The State of Food and Agriculture 2025

Chapter 3 Global Landscape of Farms and Food Production

Conclusion

The diversity of global farm structures shaped by day-to-day land-use decisions at vastly different scales is striking. While more than 85 percent of the world’s farms are smaller than 2 ha, more than half of global agricultural land is managed by farms exceeding 1 000 ha. The contributions of these diverse decision-makers to the global production of food and land-based ecosystem services also vary across country income groups and regions.

This chapter highlights the contribution of different farm sizes to the production of crops that supply a significant share of dietary energy globally. Key findings reveal that smallholder farmers, despite their limited land share and the multitude of constraints they face, remain vital contributors to global food supply: they produce a significant proportion of the dietary energy derived from crops, including from macronutrients such as fats and proteins, particularly in low-income regions. Meanwhile, medium- and large-scale farms produce more than half of the global food supply from crops. Although fewer in number, these farms dominate land use and thus bear a greater responsibility for addressing land degradation and sustainable management at the global level.

Policies to achieve the interconnected goals of ending poverty, achieving food security and improved nutrition, and promoting sustainable agriculture and land degradation neutrality, need to strike a balance between livelihoods and scale. This is easier said than done, as land-use decisions often entail trade-offs between people or places across spatio-temporal scales.95 The regional variation in farm size distribution and the associated challenges underscore the need for nuanced, context-specific policies that target sustainable land management as well as land degradation – through both local-level measures and landscape-scale planning.

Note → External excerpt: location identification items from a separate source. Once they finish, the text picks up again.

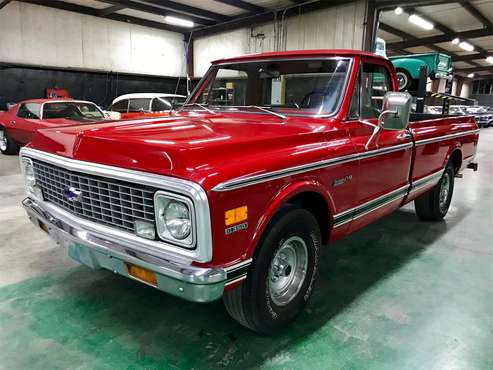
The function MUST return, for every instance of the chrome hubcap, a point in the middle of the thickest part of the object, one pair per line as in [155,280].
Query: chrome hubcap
[3,140]
[288,270]
[444,191]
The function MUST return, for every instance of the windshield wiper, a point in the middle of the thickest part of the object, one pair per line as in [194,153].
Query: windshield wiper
[267,111]
[201,106]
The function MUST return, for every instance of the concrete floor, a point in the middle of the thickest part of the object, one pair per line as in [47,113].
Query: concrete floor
[400,294]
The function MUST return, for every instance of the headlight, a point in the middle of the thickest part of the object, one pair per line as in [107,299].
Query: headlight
[30,180]
[174,218]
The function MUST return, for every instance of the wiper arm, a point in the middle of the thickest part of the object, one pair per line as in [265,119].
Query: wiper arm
[201,106]
[267,111]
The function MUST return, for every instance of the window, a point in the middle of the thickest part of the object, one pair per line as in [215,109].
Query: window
[120,106]
[375,83]
[29,111]
[139,105]
[159,105]
[298,87]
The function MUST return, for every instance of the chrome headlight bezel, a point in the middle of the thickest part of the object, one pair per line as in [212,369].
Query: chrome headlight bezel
[27,169]
[161,201]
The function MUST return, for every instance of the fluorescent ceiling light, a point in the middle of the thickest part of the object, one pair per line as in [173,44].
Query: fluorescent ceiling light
[418,21]
[178,21]
[466,46]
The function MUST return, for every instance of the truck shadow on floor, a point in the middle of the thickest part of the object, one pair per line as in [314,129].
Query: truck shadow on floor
[153,328]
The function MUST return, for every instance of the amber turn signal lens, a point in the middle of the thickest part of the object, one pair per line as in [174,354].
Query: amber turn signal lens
[233,216]
[142,274]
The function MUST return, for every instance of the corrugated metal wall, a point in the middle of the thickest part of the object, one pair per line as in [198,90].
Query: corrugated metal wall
[38,35]
[340,27]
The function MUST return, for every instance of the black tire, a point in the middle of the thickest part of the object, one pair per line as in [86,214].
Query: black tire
[253,304]
[404,79]
[431,206]
[7,145]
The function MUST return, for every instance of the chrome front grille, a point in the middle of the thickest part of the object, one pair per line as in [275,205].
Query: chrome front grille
[103,200]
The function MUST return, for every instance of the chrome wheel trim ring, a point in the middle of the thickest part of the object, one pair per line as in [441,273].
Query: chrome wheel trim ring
[3,141]
[444,192]
[287,271]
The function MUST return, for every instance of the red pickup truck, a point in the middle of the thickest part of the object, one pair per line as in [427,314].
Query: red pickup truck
[234,195]
[19,124]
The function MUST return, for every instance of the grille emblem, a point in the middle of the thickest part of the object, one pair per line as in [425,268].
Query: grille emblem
[72,194]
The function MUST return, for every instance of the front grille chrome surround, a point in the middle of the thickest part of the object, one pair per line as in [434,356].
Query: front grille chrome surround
[201,250]
[111,202]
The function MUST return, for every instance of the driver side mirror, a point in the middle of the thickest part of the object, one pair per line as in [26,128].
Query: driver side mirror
[396,109]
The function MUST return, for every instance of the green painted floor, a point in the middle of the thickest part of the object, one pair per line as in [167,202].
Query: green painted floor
[400,294]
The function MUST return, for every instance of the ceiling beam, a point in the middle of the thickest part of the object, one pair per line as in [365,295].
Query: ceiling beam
[268,16]
[244,5]
[477,14]
[423,41]
[109,10]
[157,11]
[4,3]
[189,10]
[94,12]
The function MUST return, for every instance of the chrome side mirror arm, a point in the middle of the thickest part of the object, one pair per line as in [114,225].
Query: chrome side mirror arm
[379,127]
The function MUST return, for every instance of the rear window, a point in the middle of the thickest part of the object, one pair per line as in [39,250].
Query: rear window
[29,111]
[139,105]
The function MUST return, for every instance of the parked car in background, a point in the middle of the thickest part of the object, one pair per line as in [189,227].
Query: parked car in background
[235,197]
[408,66]
[19,124]
[144,105]
[483,116]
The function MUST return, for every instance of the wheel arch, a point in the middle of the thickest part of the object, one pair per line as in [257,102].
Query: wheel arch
[310,195]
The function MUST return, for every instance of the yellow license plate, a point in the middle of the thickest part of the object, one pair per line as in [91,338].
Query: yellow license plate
[142,274]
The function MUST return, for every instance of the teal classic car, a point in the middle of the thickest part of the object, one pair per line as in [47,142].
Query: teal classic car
[408,66]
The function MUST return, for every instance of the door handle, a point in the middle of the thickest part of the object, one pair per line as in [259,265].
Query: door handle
[405,136]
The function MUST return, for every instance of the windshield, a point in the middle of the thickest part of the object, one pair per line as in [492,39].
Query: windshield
[289,87]
[71,110]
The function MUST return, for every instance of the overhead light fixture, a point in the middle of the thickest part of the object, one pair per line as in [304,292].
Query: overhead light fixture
[466,46]
[178,21]
[418,21]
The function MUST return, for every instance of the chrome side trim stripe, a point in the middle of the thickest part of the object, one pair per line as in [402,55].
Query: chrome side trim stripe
[273,175]
[370,206]
[446,137]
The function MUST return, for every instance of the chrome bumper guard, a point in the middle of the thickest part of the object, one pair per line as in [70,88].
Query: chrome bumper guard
[96,250]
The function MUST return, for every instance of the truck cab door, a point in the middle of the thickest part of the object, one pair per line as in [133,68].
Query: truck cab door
[24,122]
[385,159]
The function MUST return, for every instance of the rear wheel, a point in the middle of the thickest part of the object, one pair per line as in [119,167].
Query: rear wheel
[7,145]
[282,275]
[434,204]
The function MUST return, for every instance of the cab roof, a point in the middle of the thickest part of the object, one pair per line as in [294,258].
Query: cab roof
[299,53]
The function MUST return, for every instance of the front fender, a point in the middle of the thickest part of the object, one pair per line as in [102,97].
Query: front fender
[282,197]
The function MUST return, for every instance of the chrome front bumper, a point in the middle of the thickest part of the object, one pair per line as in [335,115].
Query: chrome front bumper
[97,250]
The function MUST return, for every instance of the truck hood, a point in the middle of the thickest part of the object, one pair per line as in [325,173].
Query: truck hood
[207,149]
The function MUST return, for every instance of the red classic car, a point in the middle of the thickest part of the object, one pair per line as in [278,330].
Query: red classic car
[19,124]
[273,156]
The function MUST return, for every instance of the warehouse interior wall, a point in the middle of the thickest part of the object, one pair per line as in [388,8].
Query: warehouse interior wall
[41,36]
[338,27]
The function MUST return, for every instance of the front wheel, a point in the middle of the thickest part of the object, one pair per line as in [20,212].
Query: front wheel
[434,204]
[282,275]
[7,145]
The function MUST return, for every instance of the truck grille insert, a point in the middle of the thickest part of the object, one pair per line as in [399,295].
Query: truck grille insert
[103,200]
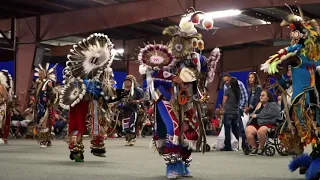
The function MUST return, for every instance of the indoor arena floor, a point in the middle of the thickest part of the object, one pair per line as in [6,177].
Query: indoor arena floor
[24,160]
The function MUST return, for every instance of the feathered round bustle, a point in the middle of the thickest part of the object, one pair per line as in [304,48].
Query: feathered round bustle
[90,56]
[155,55]
[72,93]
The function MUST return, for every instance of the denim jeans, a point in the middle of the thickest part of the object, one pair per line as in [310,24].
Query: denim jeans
[242,131]
[230,122]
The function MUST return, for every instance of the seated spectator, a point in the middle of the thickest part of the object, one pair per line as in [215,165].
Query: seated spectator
[60,122]
[264,117]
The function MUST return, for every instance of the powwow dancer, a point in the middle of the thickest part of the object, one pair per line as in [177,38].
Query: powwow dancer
[130,107]
[193,69]
[6,94]
[302,118]
[45,98]
[154,59]
[88,85]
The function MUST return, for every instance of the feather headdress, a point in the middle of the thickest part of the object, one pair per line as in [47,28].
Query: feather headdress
[155,56]
[90,57]
[49,73]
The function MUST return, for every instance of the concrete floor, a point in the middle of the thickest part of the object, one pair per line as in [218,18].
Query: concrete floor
[24,160]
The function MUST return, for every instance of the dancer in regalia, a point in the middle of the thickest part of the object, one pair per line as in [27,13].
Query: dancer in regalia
[6,94]
[194,71]
[302,118]
[88,87]
[130,108]
[154,59]
[45,98]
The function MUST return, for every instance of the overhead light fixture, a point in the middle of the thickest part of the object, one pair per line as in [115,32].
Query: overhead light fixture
[225,13]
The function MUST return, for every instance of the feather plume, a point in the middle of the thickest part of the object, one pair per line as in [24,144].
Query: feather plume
[313,171]
[90,57]
[4,80]
[213,62]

Future research could benefit from exploring alternative farm classification systems that better capture the complexity of degradation patterns and their socioeconomic drivers. These might include classifications based on market orientation, tenure security, or frameworks aligned with the SDGs that consider both relative farm size and revenue. Such approaches could improve the targeting and effectiveness of policies addressing land degradation and sustainable agriculture.

The next chapter presents a global synthesis of the effectiveness of agri-environmental policies aimed at improving land conditions and provides a framework to guide differentiated policy and investment approaches for different farm size and land degradation profiles.